Published by nataley under Bar stories Edit This

You know when you find yourself in the middle of two conversations about the same event? Maybe you don’t but in a town this small it happens quite frequently, and that goes double for me because I work at a local hangout. I hear all kinds of gossip and rumors and little snippets of conversation that make my jaw drop on a regular basis. Now, for the most part, I try to stay discrete when it comes to airing other people’s dirty laundry on the Internet. I change names when I can, and for the sanity of my friends I usually try not to talk about them in particular. This story, however I couldn’t keep to myself because it’s just too funny.
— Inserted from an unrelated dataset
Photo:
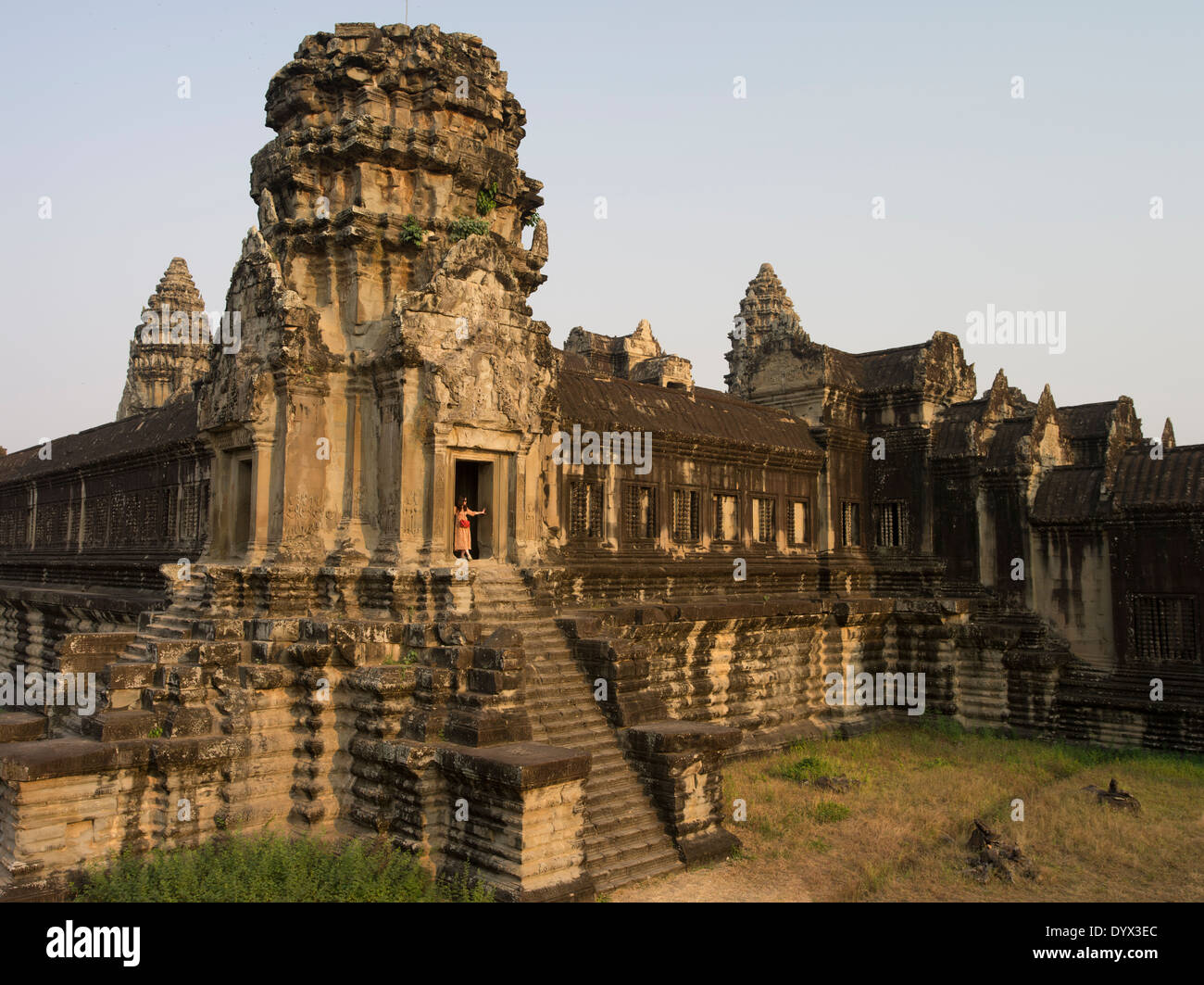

I don’t like to talk about bodily functions, but I’m making an exception because at the bar the other night, my friend (nameless and half intoxicated) comes out of the restroom looking a little fidgety, comes over to me and says “You know when you have to pee so bad that when you finally go, you’re so relaxed that you fart a little?”  I laughed so hard at her that I almost peed a little, so yes I can relate. She goes on to tell me that she committed the ultimate bathroom faux pas while the other stall was occupied and was so embarrassed that she booked out of there and forgot her cocktail beside the sink.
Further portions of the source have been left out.